Saturday, January 14, 2017

New Chinese money rules threaten tide of foreign buyers in Canada and USA

Some experts are warning that the flow of Chinese money into North American markets will slow to a trickle this year, due to new monetary rules and stronger enforcement....
"Strict new government scrutiny on Chinese people who want to convert their money into other currencies threatens to slow the rush of foreign property buying that has stoked sky-high home prices in Canada and around the world.
For months, China has sought to dam the flood of money pouring out of its borders, which has rapidly diminished its stockpile of foreign reserves.
It has raised new barriers to companies buying abroad and moving money out of the country.
Now, authorities in China are taking new steps to bar individuals from putting their cash into overseas markets to buy homes and other investments, a change with important implications for cities such as Vancouver and Toronto where Chinese buyers had contributed to frenzied property trading."

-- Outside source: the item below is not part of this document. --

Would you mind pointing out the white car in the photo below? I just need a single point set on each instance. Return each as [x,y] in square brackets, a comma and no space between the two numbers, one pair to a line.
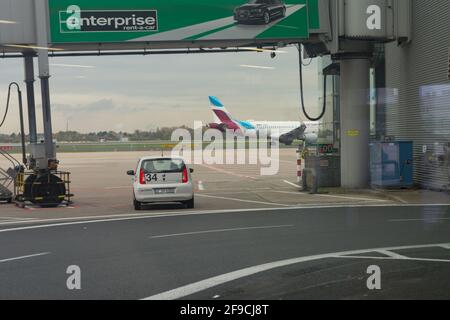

Others, feel this is overblown, 
"Those in the property industry, however, say they aren’t worried Chinese buying will stop. In the first few days under the new policy, clients have asked questions, but, “I haven’t seen any anecdotal reasons to believe that there will be a drop in inquiry levels from a year earlier,” Charles Pittar, chief executive officer of Juwai.com, the top international property website for Chinese buyers, said in an e-mailed statement.
Rather than dry up, he expects Chinese home acquisitions to grow alongside rising domestic wealth and an appetite for overseas property.
“There is no doubt that Chinese buyers will set new records for international property purchase in the years to come,” Mr. Pittar said."

Only time will tell which side of this story plays out.  An interesting note in the article, is a window to the motivation behind this, "a bid to keep the country’s foreign reserves from dipping below $3-trillion, a line Beijing does not want to cross, he said. In November, China’s foreign reserves stood just $50-billion from that mark."  Followed by, "Every month, Chinese people spend between $15-billion and $20-billion abroad on services such as tourism and education. It’s a huge cash drain."